当然,和女性的体态变化一样,袒领服也经历了从唐太宗时期的小领口,到武则天时期的大领口,再到玄宗之后缩紧回小领口的变化,这其实也体现了唐代女性社会地位的变化过程。
陕西历史博物馆藏 唐三彩女坐立俑
3、妆容
盛唐女子对化妆这件事的热情,在历史上怕是无人能及。从第一步敷铅粉,到最后一步点绛唇,经过繁复的妆容环节打造出的华丽妆颜,就如那盛世大唐,叫人念念不忘。
唐绢画,1972年吐鲁番阿斯塔那墓出土
“最爱铅华薄薄妆”,大抵是唐朝女子的化妆技巧太过高超,为遮掩脸上瑕疵而敷的厚厚的白色铅粉(日本艺伎仍在沿用),居然在阅人无数的郑史眼中,只有薄薄的一层;
待肤如凝脂后,第二步便是抹胭脂。“人面桃花相映红”,用胭脂染过后的面颊、脸睑、耳朵,不仅似桃花,还似飞霞,红得妖冶、红得痛快;
接下来是描眉。那时,色如翠玉的绿眉大行其道,可独步一时的杨贵妃不愿与世人同俗,别具匠心的用墨将眉染黑,引发了“六宫争画黑烟眉”的时尚潮流。
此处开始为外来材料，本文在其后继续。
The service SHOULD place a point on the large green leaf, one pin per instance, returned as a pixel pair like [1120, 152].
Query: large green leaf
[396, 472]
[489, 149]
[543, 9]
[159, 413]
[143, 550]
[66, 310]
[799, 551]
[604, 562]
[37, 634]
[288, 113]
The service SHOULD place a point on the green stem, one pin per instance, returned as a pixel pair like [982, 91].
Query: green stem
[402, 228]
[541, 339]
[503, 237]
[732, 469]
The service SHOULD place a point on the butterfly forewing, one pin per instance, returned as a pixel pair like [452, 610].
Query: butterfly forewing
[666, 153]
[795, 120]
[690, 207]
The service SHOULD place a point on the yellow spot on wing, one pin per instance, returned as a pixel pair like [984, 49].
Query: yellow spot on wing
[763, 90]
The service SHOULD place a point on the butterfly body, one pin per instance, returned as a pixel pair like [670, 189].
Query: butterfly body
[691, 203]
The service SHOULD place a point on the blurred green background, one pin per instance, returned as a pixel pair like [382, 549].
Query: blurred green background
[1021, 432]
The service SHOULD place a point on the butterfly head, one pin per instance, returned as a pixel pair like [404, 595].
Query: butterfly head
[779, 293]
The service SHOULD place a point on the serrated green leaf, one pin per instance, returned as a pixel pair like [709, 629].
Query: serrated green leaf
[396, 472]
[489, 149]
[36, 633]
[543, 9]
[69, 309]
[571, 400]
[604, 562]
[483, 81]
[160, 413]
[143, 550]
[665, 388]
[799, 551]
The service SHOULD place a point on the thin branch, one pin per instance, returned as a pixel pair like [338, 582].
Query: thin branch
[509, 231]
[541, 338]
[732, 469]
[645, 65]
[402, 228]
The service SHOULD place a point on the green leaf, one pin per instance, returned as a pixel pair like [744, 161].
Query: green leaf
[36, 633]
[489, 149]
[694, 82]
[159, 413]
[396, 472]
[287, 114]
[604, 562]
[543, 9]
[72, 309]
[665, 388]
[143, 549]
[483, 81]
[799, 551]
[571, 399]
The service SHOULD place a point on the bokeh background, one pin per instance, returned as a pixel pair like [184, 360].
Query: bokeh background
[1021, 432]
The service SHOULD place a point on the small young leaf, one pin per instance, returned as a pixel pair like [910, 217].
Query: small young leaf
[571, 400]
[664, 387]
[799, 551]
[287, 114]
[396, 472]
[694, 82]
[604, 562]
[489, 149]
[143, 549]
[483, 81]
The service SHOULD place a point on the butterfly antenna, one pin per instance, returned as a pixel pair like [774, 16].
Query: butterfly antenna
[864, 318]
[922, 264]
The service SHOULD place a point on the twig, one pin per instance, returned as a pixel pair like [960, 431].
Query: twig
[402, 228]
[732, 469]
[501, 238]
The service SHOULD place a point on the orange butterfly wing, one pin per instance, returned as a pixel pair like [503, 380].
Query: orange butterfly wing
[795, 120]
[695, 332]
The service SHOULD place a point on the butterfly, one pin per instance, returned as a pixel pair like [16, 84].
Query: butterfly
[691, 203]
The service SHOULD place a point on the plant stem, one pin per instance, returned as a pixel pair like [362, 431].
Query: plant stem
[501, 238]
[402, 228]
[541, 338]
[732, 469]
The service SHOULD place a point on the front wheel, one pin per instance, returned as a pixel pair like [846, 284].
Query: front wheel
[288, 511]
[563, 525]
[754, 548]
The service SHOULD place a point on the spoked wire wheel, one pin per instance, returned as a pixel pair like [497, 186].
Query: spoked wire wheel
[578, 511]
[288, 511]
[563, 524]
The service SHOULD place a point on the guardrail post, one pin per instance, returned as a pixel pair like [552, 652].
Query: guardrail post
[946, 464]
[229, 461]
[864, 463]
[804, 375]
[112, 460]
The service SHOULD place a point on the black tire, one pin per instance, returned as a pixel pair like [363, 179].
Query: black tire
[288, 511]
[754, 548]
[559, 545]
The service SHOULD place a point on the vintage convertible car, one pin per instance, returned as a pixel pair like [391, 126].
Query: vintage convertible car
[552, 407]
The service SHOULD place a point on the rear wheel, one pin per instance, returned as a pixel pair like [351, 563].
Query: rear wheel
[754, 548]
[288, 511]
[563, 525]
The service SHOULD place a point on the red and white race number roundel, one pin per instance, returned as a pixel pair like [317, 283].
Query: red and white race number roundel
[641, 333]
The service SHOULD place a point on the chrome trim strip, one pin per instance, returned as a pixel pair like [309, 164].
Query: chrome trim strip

至于眉型,我们能在《簪花仕女图》等唐画中看到又短又宽的“蛾眉”、从眉心往上翘的倒“八字眉”,其它的,如却月、垂珠、拂云……这些《十眉图》中的眉型记载早已失传,只能靠后人按图索骥去揣摩了;
《簪花仕女图》局部
再下一步是抹额黄。源自南北朝时对金黄佛像的模仿而诞生的额黄妆(将前额涂黄),在唐代女子手中被抹到了极致,在她们的额头上,没有浓淡之分,没有深浅过渡,额上的每一寸都是最灿烂、最明亮的黄,“满额鹅黄金缕衣”,豪迈、霸气。
脸白、颊红、眉翠、额黄,是不是觉得这样的妆容已经够艳丽了?不, 这还不够,还得在眉心间贴上喜欢的花钿,在酒窝处扮上朱红的妆靥(Ye,四声),在两鬓间勾出似血的斜红,最后用或红、或乌的口脂点出唐人最爱的樱桃小口,至此,才算完成了一次悦己悦人的妆容。
中晚唐后,国运渐衰,女子脸上的颜色大多亦不再明艳,有的甚至仅用素粉涂白前额、鼻子和下巴,一个时代也就此在女子的面庞上凋落。
唐代女性的婚姻,既延续了封建男权社会的传统,又多了些许的自由和温情。
1、门第
唐人的婚姻观,一方面看重门当户对,尤其是那些自魏晋传承下来的旧士族,如太原王氏、范阳卢氏等,他们自视清高,仗着家族积累下的百年名望,看不上当朝新贵,在婚姻领域更是明显,他们只愿互相通婚,哪怕对方是公主、宰相,照样拒你于门外,像魏徴、唐文宗,都有过向旧士族求嫁娶失败的经历;
另一方面,“攀高枝”的思想非常普遍。上有王公权贵想攀附旧士族以抬升威望,下有民间百姓想“娶妇要娶大家女”以改善家庭环境。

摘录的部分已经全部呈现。